Our agency negotiated a contract with the City to administrate funds for families and people who lost their jobs because downtown was shut down. We were also sent to various sites to provide counseling and provided onsite counseling in the offices.  I remember one woman who worked for American Express housed in the WTC. She walked all the way from one end of the island to the other to get home, the long way. She often sat in my office struggling to stay in the present. Other times her eyes were shut and she was back downtown running for her life. I would keep talking to her to help hold her mind in that office with me, safe and quiet. I felt like I failed her. We had no idea what we were doing. We were struggling as much as anyone else. Two years later, the agency gave us a therapist of our own to do some de-briefing groups. It seemed like an after thought by then.
Today I tried anything to avoid seeing images, to think about my life that day. Since then. I get angry at people for being so flipping patriotic when they were somewhere else, watching TV, watching football. As a social worker, a clinician, I hear un-believeable stories of victimization and survival. People who have been raped, stabbed, shot, slashed, relatives of the murdered, and my own first hand experiences of work in the ER with people who are fighting to live, or dead, and being prepped for organ donation, or being re-opened in the ICU because the ORs were booked.
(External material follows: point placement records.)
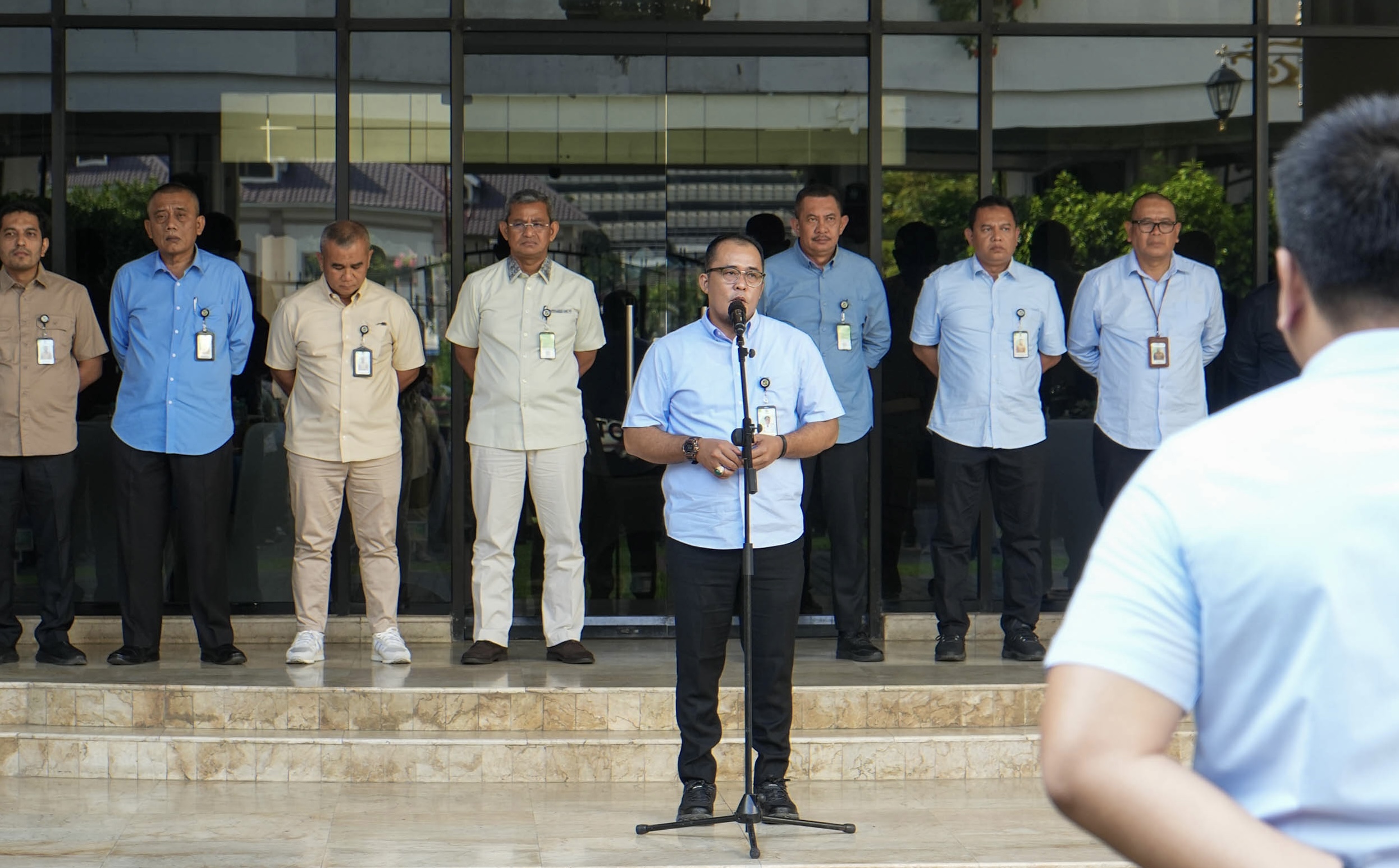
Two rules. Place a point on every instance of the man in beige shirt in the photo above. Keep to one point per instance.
(343, 348)
(51, 349)
(525, 331)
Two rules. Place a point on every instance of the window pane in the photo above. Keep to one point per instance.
(400, 9)
(399, 148)
(279, 9)
(1083, 126)
(670, 10)
(929, 181)
(248, 122)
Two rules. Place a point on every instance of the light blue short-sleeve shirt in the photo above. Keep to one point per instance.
(1249, 573)
(985, 395)
(689, 384)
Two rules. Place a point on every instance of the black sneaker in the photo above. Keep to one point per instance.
(1023, 646)
(952, 648)
(774, 800)
(858, 647)
(697, 801)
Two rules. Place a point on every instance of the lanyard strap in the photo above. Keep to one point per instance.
(1156, 311)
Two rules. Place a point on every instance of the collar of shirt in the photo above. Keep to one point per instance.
(1355, 353)
(1135, 268)
(10, 283)
(811, 262)
(513, 269)
(198, 264)
(980, 271)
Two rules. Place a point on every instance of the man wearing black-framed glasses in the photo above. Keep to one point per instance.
(1145, 325)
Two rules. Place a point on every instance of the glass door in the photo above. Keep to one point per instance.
(647, 159)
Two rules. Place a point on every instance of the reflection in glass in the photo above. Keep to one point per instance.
(1083, 126)
(399, 148)
(251, 128)
(672, 10)
(929, 181)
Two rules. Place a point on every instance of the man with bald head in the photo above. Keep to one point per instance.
(342, 349)
(1145, 324)
(181, 328)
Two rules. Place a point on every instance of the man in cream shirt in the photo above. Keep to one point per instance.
(343, 348)
(525, 331)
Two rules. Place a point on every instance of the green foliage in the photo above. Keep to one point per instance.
(1094, 220)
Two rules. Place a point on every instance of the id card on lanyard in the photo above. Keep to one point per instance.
(1158, 346)
(45, 348)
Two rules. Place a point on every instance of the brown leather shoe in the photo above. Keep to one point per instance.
(571, 651)
(483, 653)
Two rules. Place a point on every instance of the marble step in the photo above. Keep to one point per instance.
(486, 709)
(283, 755)
(985, 626)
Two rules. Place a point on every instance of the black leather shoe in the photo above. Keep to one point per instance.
(61, 654)
(858, 647)
(952, 648)
(697, 803)
(483, 653)
(571, 651)
(774, 801)
(224, 656)
(1023, 646)
(131, 656)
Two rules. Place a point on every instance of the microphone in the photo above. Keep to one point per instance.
(738, 316)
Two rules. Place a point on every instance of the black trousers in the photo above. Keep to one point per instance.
(1017, 479)
(198, 488)
(704, 586)
(44, 485)
(841, 474)
(1113, 465)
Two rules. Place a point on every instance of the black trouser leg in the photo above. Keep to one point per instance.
(143, 504)
(844, 482)
(704, 587)
(203, 492)
(960, 472)
(1016, 497)
(49, 482)
(12, 492)
(1113, 465)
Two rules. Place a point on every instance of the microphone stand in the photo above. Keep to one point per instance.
(747, 814)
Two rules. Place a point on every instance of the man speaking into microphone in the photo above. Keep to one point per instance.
(684, 408)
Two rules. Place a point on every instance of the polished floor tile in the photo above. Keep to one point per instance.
(95, 824)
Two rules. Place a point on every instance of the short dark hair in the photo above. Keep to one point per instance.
(29, 208)
(819, 191)
(343, 234)
(711, 253)
(1145, 198)
(1338, 206)
(990, 202)
(174, 186)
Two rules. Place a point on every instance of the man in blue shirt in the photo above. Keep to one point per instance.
(683, 408)
(1145, 325)
(1247, 573)
(988, 328)
(837, 297)
(181, 328)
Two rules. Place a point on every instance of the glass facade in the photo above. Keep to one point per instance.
(652, 126)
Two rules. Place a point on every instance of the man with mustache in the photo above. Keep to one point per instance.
(51, 349)
(988, 328)
(837, 297)
(683, 409)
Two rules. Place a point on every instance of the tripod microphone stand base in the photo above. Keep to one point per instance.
(747, 815)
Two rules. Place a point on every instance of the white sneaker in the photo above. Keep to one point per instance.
(390, 648)
(309, 647)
Or the rubble and the smell and the zombie like people milling around you.
But I can't stand people making a trauma their own when it was not.  You're a firefighter? That's great, I know you have trauma. But you're a firefighter in Boonie, IA and 9/11 was not your trauma. I have to deal with that, I hold my tongue a lot. First responders died in greater numbers than any other group, they ran to the danger. They worked in the middle of the danger. The Twin Towers have been targeted since the moment they went up and were a firetrap by design. They face outrageous risk of post traumatic stress disorder and secondary trauma - car accidents, and fires. The things they've had to see that can never be un-seen.
Those images replay in the mind, anytime you smell something burning outside on the wind. When a plane seems just a little too low over your neighborhood. Be kind to each other. You haven't walked in their shoes. And you haven't walked in mine.